After another cup appearance, Escobar was demoted to the reserves in Tercera División in late January 2021. On 12 July of that year, he moved to FC Barcelona B on a one-year loan deal, with a buyout clause.

Sparingly used at Barça B in Primera Federación, Escobar joined another reserve team, Betis Deportivo in Segunda Federación, also on loan on 1 September 2022. He only featured in five matches due to an ankle injury, and terminated his link with Almería on 10 July 2023.

===Logroñés===
On 13 July 2023, Escobar signed a one-year contract with SD Logroñés in the third division. He scored three times in his first four league matches, and ended the campaign with 11 goals, despite being unable to avoid team relegation.

===Celta===
On 29 July 2024, Escobar signed a five-year deal with RC Celta de Vigo, being initially assigned to the B-team also in division three. He also scored 11 goals for the side in the season, despite not being an undisputed starter.

===AVS===
On 30 July 2025, Celta announced Escobar's transfer to Portuguese Primeira Liga side AVS Futebol SAD, with the player signing a three-year contract. He made his professional debut on 9 August, starting in a 3–1 away loss to F.C. Arouca.

===Huesca===
On 16 January 2026, Escobar returned to his home country and signed a two-and-a-half-year contract with SD Huesca in the second division.

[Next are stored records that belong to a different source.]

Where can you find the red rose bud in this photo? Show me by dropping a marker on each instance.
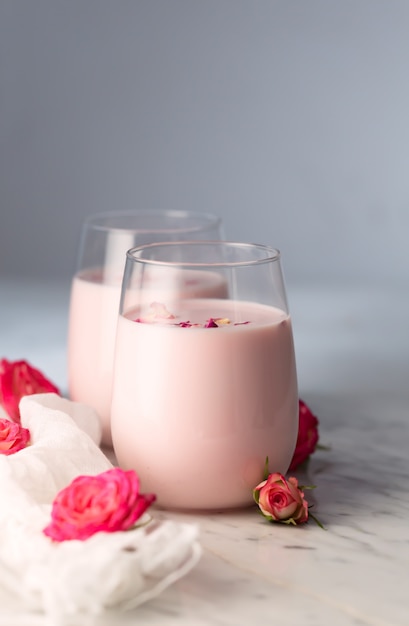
(307, 436)
(18, 379)
(281, 500)
(108, 502)
(13, 437)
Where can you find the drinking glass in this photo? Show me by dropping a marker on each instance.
(205, 389)
(96, 288)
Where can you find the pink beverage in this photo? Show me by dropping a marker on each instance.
(196, 410)
(93, 318)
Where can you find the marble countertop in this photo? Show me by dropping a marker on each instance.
(352, 347)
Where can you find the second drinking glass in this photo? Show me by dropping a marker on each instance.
(205, 384)
(96, 288)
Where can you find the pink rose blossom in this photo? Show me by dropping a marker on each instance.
(18, 379)
(307, 436)
(108, 502)
(281, 500)
(13, 437)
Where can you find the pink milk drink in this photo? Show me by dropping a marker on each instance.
(204, 388)
(96, 289)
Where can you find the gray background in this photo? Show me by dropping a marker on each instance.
(288, 118)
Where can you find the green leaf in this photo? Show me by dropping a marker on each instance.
(266, 472)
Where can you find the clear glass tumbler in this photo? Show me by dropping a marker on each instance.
(205, 388)
(96, 288)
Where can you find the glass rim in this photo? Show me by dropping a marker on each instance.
(272, 255)
(204, 220)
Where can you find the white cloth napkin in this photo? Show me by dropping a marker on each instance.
(76, 578)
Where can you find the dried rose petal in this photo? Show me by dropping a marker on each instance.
(210, 323)
(158, 312)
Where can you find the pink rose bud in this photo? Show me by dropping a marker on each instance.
(281, 500)
(108, 502)
(13, 437)
(18, 379)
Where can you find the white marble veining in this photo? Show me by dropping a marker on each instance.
(352, 350)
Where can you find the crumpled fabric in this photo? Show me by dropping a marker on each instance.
(79, 579)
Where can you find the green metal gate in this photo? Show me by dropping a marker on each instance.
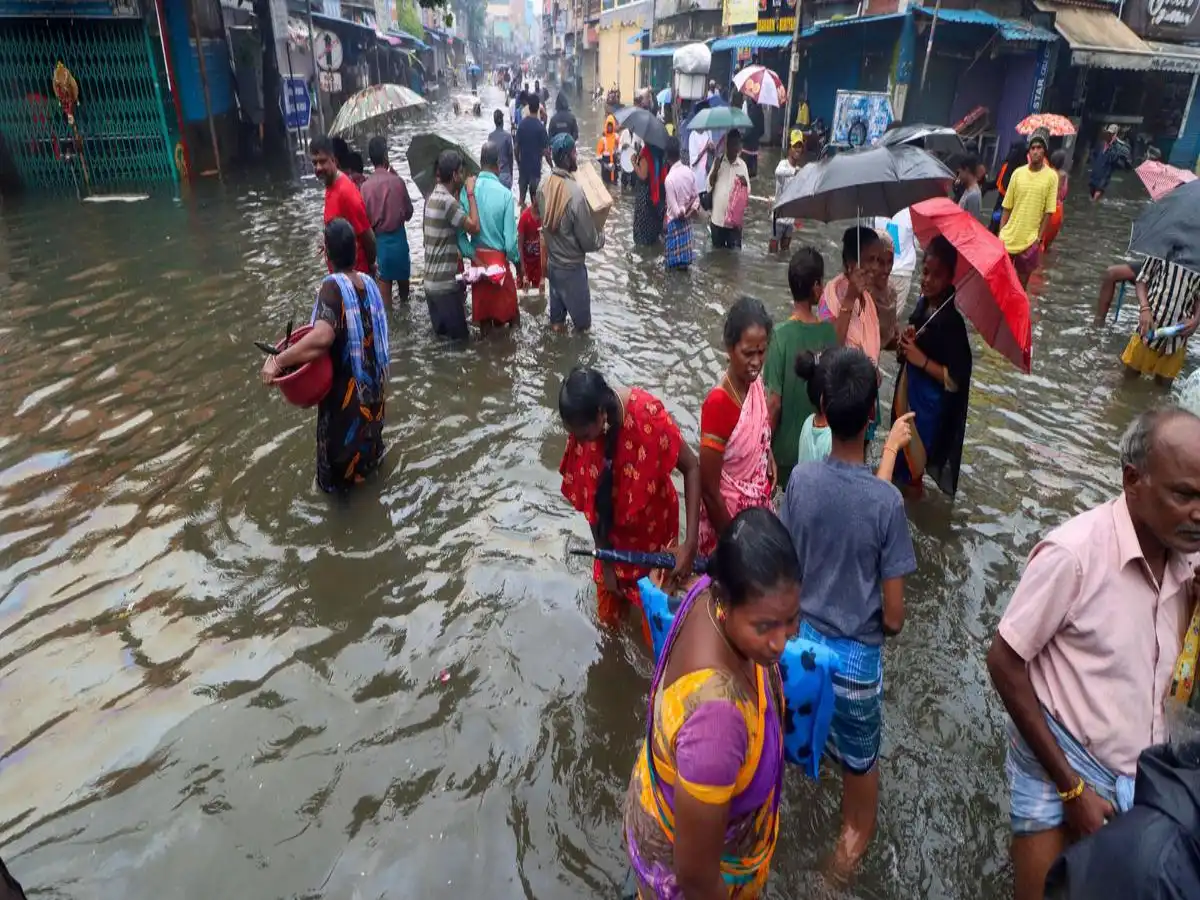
(120, 136)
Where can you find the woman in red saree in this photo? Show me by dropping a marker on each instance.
(617, 467)
(737, 469)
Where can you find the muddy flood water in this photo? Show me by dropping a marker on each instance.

He scored his first professional goal in his second match for the club, netting the winner in a 1–0 home success over Cádiz CF.

===Ceuta===
On 3 July 2026, after suffering relegation with Huesca, Escobar signed a one-year deal with AD Ceuta FC also in division two.

==Personal life==
Escobar's younger brother Ismael is also a footballer. A centre-back, he too played for the youth sides of Valencia.